O Tribunal Regional do Trabalho da 19ª Região (AL) definiu que cabe à Justiça do Trabalho julgar ações ligadas aos impactos trabalhistas causados pelo afundamento do solo em Maceió, provocado pela mineração de sal-gema realizada pela Braskem. A decisão foi tomada durante o julgamento do Incidente de Resolução de Demandas Repetitivas (IRDR 0001372-28.2023.5.19.0000), estabelecendo um entendimento único para processos relacionados a demissões e prejuízos trabalhistas decorrentes do colapso geológico.
A deliberação está inserida na série “Trabalho e Clima: Justiça do Trabalho e COP30”, que expõe os reflexos de desastres socioambientais sobre a saúde, a renda e as condições de trabalho da população. Reconhecido pelo CNJ como “a maior tragédia que o Brasil já evitou”, o desastre segue alterando a dinâmica social e econômica de Maceió.
Desde 2018, mais de 60 mil moradores tiveram que deixar os bairros Pinheiro, Mutange, Bebedouro, Bom Parto e parte do Farol. O esvaziamento desestruturou cadeias produtivas, fechou empresas e comprometeu atividades econômicas essenciais, gerando desemprego, perda de renda e impactos psicológicos severos.
Com a nova decisão do TRT-19, trabalhadores que foram demitidos ou sofreram prejuízos por conta do fechamento compulsório de empresas podem acionar diretamente a Justiça do Trabalho para apurar a responsabilidade da Braskem. Segundo o presidente do tribunal, desembargador Jasiel Ivo, a medida busca evitar decisões divergentes diante do volume crescente de ações.
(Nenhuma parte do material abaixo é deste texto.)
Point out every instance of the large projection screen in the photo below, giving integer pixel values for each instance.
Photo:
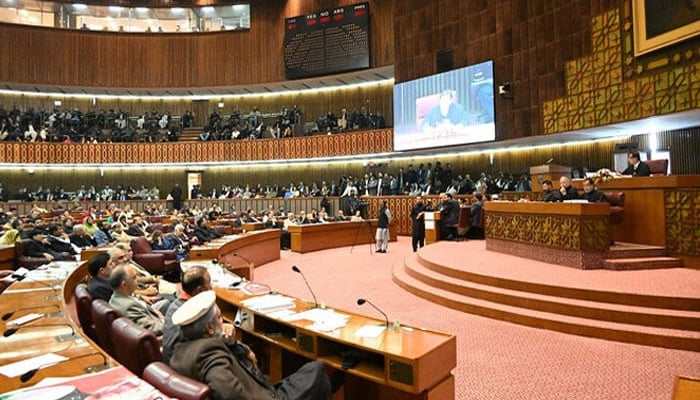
(447, 109)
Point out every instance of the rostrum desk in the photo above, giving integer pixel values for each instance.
(571, 234)
(659, 211)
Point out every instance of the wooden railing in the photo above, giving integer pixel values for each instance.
(366, 142)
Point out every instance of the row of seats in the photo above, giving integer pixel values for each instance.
(137, 349)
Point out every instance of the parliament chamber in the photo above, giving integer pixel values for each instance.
(531, 168)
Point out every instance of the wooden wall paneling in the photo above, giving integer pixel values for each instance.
(112, 59)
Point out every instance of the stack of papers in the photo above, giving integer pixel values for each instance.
(18, 368)
(370, 331)
(322, 320)
(269, 303)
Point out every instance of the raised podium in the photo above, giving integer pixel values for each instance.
(551, 172)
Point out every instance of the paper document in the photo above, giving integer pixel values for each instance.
(269, 303)
(20, 367)
(23, 320)
(370, 331)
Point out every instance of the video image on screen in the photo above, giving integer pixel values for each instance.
(447, 109)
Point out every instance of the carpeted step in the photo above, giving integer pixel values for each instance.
(650, 336)
(633, 250)
(654, 317)
(628, 264)
(645, 289)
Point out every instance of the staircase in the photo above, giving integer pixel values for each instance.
(652, 320)
(630, 256)
(190, 134)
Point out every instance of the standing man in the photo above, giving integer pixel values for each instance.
(566, 191)
(418, 224)
(176, 194)
(636, 166)
(382, 235)
(591, 194)
(450, 217)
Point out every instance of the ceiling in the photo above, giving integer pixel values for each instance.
(365, 76)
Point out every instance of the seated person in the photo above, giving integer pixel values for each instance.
(118, 233)
(210, 354)
(59, 241)
(38, 246)
(357, 217)
(102, 235)
(80, 238)
(450, 216)
(591, 194)
(636, 166)
(194, 281)
(548, 193)
(149, 284)
(123, 282)
(100, 268)
(12, 236)
(566, 191)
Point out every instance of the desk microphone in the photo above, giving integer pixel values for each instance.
(20, 278)
(9, 315)
(244, 259)
(25, 377)
(12, 331)
(298, 271)
(363, 301)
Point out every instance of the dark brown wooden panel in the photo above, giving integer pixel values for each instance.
(112, 59)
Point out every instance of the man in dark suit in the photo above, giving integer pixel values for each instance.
(100, 268)
(449, 218)
(418, 224)
(210, 354)
(591, 194)
(566, 191)
(548, 194)
(636, 166)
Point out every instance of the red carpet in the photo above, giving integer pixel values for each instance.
(496, 360)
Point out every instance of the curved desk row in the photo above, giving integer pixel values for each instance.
(403, 363)
(313, 237)
(55, 332)
(243, 252)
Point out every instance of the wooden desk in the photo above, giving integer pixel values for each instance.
(405, 363)
(313, 237)
(659, 211)
(252, 226)
(571, 234)
(41, 339)
(252, 248)
(7, 256)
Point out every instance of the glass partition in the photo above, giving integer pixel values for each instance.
(125, 19)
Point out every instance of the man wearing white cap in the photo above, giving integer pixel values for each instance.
(226, 367)
(123, 282)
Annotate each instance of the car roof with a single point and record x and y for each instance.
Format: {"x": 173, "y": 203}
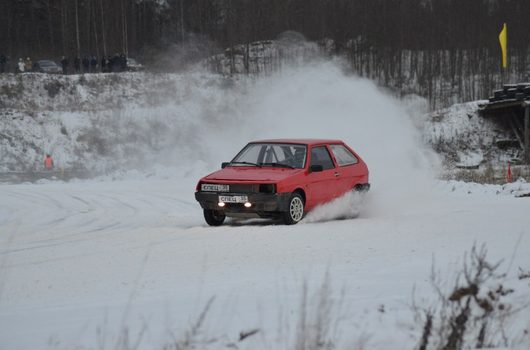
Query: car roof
{"x": 299, "y": 141}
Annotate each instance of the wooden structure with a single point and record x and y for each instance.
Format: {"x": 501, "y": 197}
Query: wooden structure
{"x": 514, "y": 113}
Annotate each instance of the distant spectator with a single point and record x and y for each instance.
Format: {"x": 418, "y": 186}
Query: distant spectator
{"x": 93, "y": 64}
{"x": 64, "y": 65}
{"x": 3, "y": 62}
{"x": 48, "y": 162}
{"x": 21, "y": 66}
{"x": 28, "y": 64}
{"x": 77, "y": 64}
{"x": 123, "y": 63}
{"x": 104, "y": 64}
{"x": 86, "y": 64}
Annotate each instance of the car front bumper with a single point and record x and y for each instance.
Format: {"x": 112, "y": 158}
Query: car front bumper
{"x": 262, "y": 204}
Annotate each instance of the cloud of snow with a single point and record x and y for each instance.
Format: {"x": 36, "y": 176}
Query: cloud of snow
{"x": 320, "y": 101}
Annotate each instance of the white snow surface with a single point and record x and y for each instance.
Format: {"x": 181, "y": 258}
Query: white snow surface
{"x": 82, "y": 261}
{"x": 85, "y": 262}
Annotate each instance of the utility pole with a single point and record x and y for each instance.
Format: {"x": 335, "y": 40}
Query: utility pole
{"x": 77, "y": 28}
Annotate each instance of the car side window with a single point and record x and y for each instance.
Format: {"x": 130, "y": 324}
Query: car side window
{"x": 343, "y": 155}
{"x": 320, "y": 156}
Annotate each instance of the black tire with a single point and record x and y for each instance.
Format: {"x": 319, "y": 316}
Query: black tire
{"x": 214, "y": 217}
{"x": 295, "y": 209}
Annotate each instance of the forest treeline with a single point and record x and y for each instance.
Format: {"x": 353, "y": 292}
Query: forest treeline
{"x": 444, "y": 39}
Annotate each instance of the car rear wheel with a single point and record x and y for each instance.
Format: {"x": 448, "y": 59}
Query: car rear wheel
{"x": 214, "y": 217}
{"x": 295, "y": 210}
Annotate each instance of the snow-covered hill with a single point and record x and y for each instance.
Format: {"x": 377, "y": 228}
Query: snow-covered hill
{"x": 127, "y": 262}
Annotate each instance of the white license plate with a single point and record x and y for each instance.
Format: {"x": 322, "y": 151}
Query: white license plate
{"x": 233, "y": 199}
{"x": 214, "y": 188}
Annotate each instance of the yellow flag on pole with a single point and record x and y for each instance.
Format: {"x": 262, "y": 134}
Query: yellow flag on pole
{"x": 503, "y": 39}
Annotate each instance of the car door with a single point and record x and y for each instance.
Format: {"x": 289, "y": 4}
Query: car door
{"x": 322, "y": 185}
{"x": 348, "y": 171}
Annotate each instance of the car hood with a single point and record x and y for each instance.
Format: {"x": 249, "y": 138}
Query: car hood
{"x": 252, "y": 174}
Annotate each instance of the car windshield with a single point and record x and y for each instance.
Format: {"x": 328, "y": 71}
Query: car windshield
{"x": 272, "y": 154}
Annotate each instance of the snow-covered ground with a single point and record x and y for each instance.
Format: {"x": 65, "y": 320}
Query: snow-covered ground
{"x": 81, "y": 262}
{"x": 84, "y": 261}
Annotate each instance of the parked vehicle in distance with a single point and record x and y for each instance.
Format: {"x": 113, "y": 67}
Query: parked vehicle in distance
{"x": 133, "y": 65}
{"x": 281, "y": 179}
{"x": 47, "y": 66}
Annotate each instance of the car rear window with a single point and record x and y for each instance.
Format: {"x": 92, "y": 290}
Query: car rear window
{"x": 343, "y": 155}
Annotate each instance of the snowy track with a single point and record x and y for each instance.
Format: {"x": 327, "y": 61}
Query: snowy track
{"x": 78, "y": 256}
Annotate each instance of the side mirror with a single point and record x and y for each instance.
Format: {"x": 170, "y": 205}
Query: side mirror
{"x": 315, "y": 168}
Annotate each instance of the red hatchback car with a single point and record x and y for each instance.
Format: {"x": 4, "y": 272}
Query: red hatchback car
{"x": 281, "y": 179}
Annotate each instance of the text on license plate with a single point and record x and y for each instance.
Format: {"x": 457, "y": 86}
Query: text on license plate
{"x": 233, "y": 199}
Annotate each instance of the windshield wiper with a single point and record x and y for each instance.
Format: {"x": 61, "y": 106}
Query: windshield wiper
{"x": 247, "y": 163}
{"x": 281, "y": 165}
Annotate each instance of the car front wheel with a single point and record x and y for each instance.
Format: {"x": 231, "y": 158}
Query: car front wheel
{"x": 295, "y": 210}
{"x": 214, "y": 217}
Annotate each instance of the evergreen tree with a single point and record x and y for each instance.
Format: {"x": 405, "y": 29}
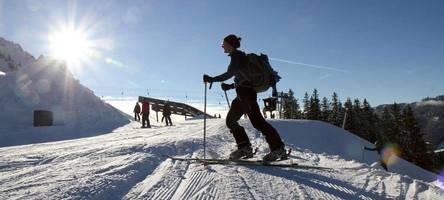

Economia fragilizada e sofrimento social
Comércios, serviços, pequenos negócios familiares e até um hospital foram fechados nas áreas afetadas. Categorias como prestadores de serviço, ambulantes, mototaxistas, trabalhadores domésticos e microempreendedores perderam sua clientela e, em muitos casos, sua principal fonte de sustento.
Um relatório do Comitê Nacional em Defesa dos Territórios (agosto de 2023) mostrou agravamento no quadro de saúde mental: 12 suicídios foram associados ao desastre, incluindo o de Maria Tereza da Paz, de 62 anos. Outro documento, divulgado pelo CNDH e pela OAB/AL em abril de 2024, apontou falhas na realocação e falta de transparência no processo conduzido pela empresa.
Cerca de 4.500 pequenos e médios empreendimentos encerraram as atividades na região. Entre os afetados está o empresário Wellington Alves Wanderley Lopes, que precisou fechar um posto de gasolina no bairro Pinheiro, acumulando prejuízo de cerca de R$ 7 milhões. “Agora o bairro virou um deserto”, resumiu.
Mesmo negócios fora do perímetro oficial de risco não resistiram ao esvaziamento dos bairros. Sete anos após o início da crise, muitos ainda lutam para se reerguer.
Caminhos para buscar reparação
Com a competência definida, trabalhadores podem buscar apoio jurídico na Defensoria Pública da União, na OAB/AL ou por meio do serviço de atermação virtual da Justiça do Trabalho. Uma cartilha do TRT-19 orienta como proceder em casos de demissões ou danos relacionados ao desastre.
Para a arquiteta Júlia Bulhões, coautora do livro Colapso Mineral em Maceió, o poder público deve garantir reparação integral e impedir a repetição de situações semelhantes.
O caso de Maceió fortalece o entendimento de que crises socioambientais ultrapassam a esfera ambiental e afetam diretamente os direitos trabalhistas — transformando-se em um marco para a Justiça do Trabalho no Brasil.